Some problems with credit card performance are linked to the high cost of housing, according to a recent Clever Real Estate survey in which 54% of homeowners said they wouldn't be able to pay for a $3,000 repair without incurring that type of debt.

While savings is still what the largest group of homeowners in the survey (36%) said they'd use to pay for renovation and maintenance, they've been leaning heavily on their cards, with 25% saying they'd turn to credit to settle bills of that type.

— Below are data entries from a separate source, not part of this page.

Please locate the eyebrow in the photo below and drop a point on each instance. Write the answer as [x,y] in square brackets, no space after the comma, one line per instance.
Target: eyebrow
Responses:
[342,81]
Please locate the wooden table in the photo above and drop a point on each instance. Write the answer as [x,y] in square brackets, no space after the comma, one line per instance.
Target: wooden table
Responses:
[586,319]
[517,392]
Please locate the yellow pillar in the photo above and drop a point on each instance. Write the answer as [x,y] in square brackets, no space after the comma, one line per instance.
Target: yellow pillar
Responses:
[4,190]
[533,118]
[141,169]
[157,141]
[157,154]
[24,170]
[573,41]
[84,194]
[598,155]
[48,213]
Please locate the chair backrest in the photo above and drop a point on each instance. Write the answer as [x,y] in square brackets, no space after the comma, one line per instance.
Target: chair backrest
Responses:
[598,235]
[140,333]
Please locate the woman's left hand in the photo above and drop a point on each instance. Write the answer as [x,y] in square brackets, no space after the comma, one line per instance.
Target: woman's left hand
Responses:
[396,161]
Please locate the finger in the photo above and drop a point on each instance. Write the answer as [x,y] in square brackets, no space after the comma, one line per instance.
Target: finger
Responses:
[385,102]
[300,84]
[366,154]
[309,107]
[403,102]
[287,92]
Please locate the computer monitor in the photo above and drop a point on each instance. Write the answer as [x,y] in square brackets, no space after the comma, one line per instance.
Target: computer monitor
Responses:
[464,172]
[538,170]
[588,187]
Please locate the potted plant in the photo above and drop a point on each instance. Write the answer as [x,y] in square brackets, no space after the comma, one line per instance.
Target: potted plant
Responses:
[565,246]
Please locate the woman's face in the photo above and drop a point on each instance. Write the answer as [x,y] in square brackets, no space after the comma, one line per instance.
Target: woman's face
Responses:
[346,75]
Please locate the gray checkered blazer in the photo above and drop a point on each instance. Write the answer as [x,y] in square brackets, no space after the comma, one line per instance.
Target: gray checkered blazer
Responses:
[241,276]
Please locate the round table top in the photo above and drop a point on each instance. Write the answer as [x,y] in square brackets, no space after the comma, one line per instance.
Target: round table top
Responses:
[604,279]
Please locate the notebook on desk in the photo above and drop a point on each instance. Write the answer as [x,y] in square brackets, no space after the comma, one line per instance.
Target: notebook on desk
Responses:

"Homeownership costs are certainly playing a role in the rise of credit card debt. Unlike most goods and services impacted by inflation, many homeownership costs appear suddenly, making them harder to budget for than things like gas or groceries," said Matt Brannon, a data writer at Clever Real Estate. "With so many Americans living paycheck to paycheck, it's easy to see how one big bill can land someone in serious financial jeopardy."

Outside of an exception like the 2000s' housing-driven economic crash, distress tends to hit other types of borrowing first.

"Mortgage is often the first bill that consumers pay, even amidst a particularly challenging economic climate, and the fact that many homeowners hold significant equity in their homes at this time makes that unlikely to change," Michele Raneri, vice president of U.S. research and consulting at TransUnion said.

However, the company does expect that home loan payments won't be quite as strong over time.

"Our 2023 Consumer Credit Forecast projected there to be an uptick in 60-plus days-past-due mortgage delinquency rate for the year to come, however only a slight one, and nowhere near the levels of those seen during the Great Recession," Raneri said.